Comparing the 2008 Canadian Listeriosis outbreak and 2005 Hurricane Katrina response

Roles and priorities

Maple Leaf

The management team of Maple Leaf Foods, Inc. played a crucial role in the 2008 Listeriosis outbreak and response. This team included President and CEO Michael McCain, who oversaw the company as it instituted recalls, facility cleansing and sanitization efforts, employee training on cleanliness and the disease, and new safety protocols. McCain also served to inform and reassure the public by holding a press conference during the outbreak. Another vital player in the company’s response to the crisis was spokesperson Linda Smith who handled media inquiries.

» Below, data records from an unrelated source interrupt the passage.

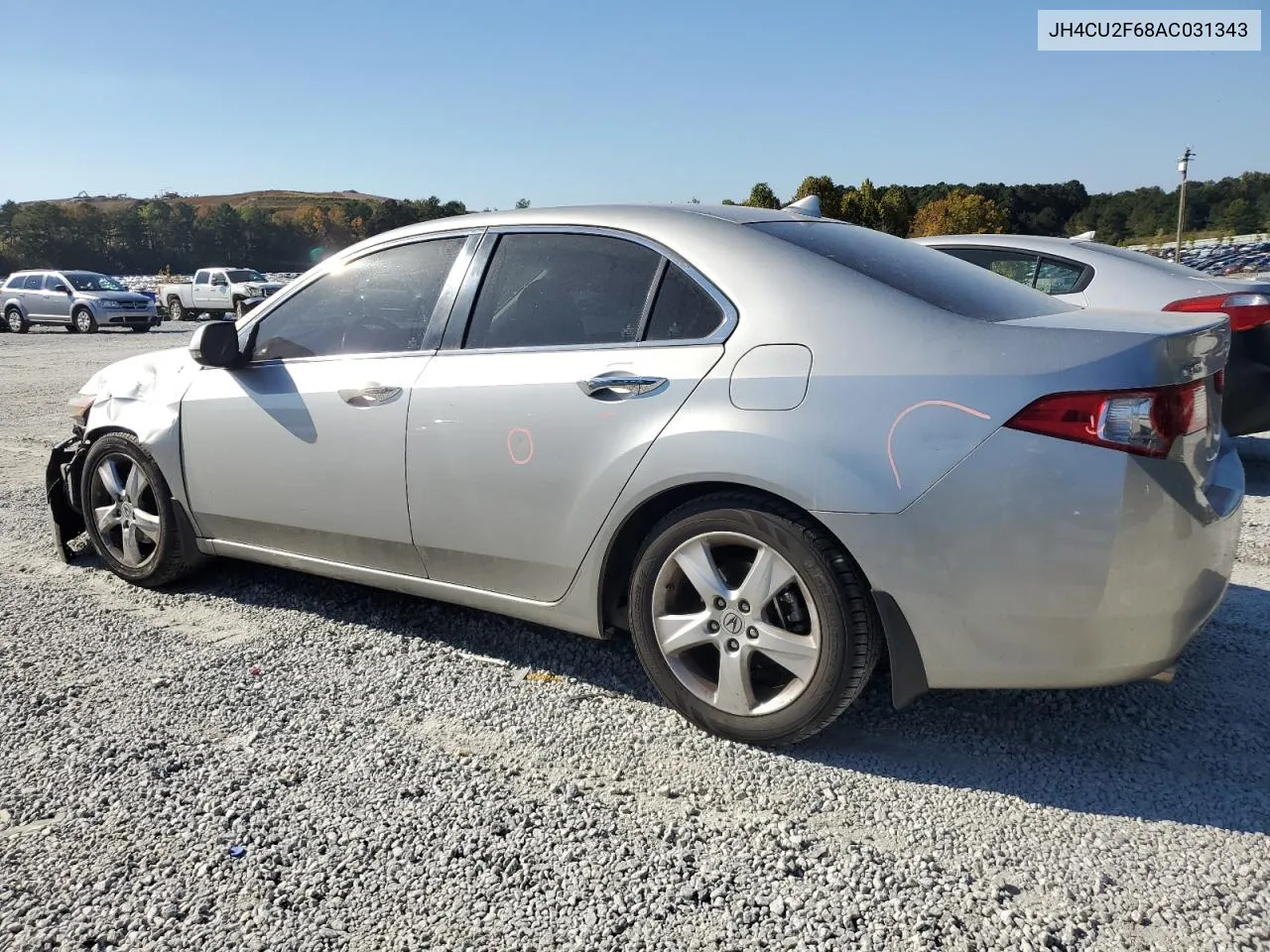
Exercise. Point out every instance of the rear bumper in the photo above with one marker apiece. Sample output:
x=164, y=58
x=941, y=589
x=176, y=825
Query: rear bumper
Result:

As “there are a number of stakeholders involved in a public health and food safety investigation and recall,” Maple Leaf Foods, Inc. worked in conjunction with the Canadian federal government during this time. (Canadian Food Inspection Agency [CFIA], 2009) The major agencies involved were the

Canadian Food Inspection Agency (CFIA), Public Health Agency of Canada (PHAC), and Health Canada (HC).  On August 6, 2008, the Toronto Public Health Unit informed the CFIA of two listeriosis cases at a nursing home. The agency’s Office of Food Safety and Recall (OFSR) then conducted a food safety investigation, from August 7 to the 23rd, that ultimately linked the Listeria to meats produced at Maple Leaf Foods’ Bartor Road Facility. The agency contacted Maple Leaf Foods and issued a Health Hazard Alert, triggering the recall and retrieval of contaminated deli meats.

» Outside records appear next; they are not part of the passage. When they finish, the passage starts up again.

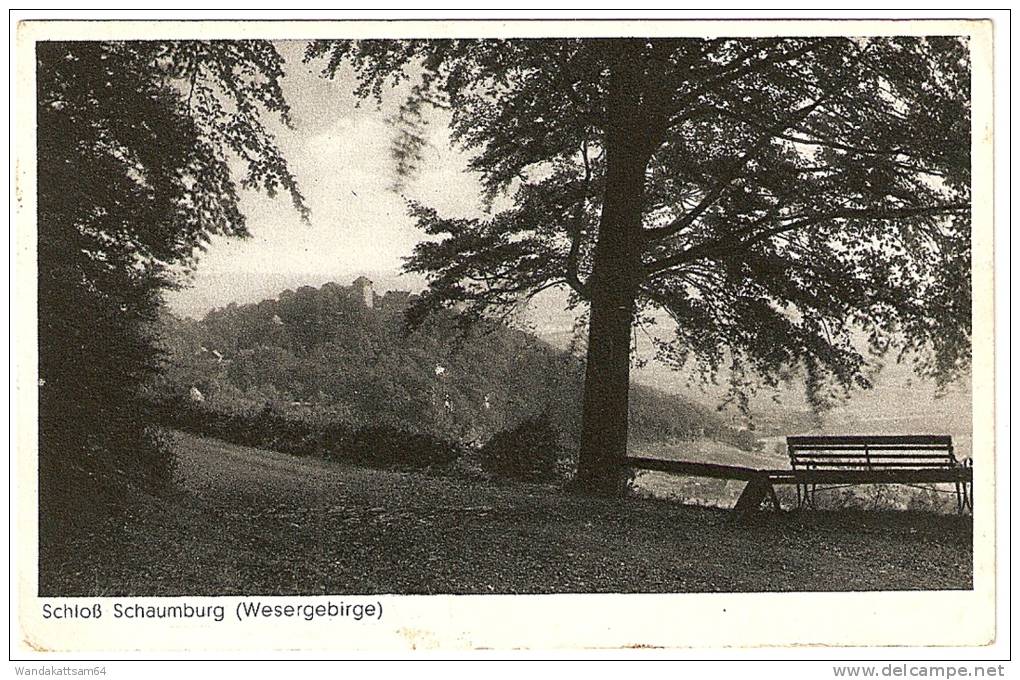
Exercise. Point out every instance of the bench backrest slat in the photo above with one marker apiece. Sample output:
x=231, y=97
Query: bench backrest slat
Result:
x=871, y=451
x=935, y=440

In its 2008 report, the PHAC outlined its “strong federal leadership role during the Listeriosis outbreak” as follows:

  • The Outbreak Management Division in the Centre for Food-borne, Environmental and Zoonotic Infectious Diseases coordinated the national epidemiological investigation.
  • The National Microbiology Laboratory led the laboratory arm of the national outbreak investigation, coordinating and analyzing all laboratory data including results generated elsewhere, and providing analyses and interpretation of genetic “fingerprints”.
  • The Agency’s considerable investment in information technology infrastructure, namely the Canadian Network for Public Health Information, was invaluable for sharing information among local, provincial/territorial and federal organizations.
  • The Emergency Operations Centre helped to facilitate extensive communication and coordination between federal, provincial/territorial and local public health officials, as well as with the Minister’s Office and Central Agencies which were intensely involved.
  • The Communications Directorate led the national public health communications response with a variety of communications products for the general public, at-risk populations, and health practitioners. (Public Health Agency of Canada [PHAC], 2009)

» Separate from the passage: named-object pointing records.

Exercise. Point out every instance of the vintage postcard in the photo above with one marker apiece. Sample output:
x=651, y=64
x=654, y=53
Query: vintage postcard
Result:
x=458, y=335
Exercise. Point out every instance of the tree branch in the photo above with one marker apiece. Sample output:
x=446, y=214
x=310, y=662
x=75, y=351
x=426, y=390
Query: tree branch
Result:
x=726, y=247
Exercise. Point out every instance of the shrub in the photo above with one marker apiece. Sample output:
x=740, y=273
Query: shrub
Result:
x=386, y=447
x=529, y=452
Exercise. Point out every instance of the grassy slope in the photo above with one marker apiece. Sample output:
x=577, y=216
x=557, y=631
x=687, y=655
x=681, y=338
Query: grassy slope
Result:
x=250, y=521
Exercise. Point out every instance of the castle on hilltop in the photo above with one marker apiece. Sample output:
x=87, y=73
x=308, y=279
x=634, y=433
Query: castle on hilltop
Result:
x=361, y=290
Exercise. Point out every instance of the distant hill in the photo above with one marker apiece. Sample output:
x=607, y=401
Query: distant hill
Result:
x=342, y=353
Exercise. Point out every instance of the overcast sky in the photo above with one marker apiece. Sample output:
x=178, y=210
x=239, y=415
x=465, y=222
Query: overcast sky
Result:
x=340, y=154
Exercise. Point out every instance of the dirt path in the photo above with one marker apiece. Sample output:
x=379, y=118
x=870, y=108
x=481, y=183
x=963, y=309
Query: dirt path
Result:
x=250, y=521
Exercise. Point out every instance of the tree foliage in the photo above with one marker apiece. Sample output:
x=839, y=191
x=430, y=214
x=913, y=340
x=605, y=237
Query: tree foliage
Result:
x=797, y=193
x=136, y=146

Health Canada summarized its role in its own follow-up report. The agency described itself as “providing consistent and timely laboratory services to its federal partners, such as sampling, testing, and health risks assessments.” (Health Canada, 2009) In addition, HC “coordinated well with its partners in transferring and sharing relevant laboratory information” and “collaborated with its partners to provide timely advice on health and food safety to the public.”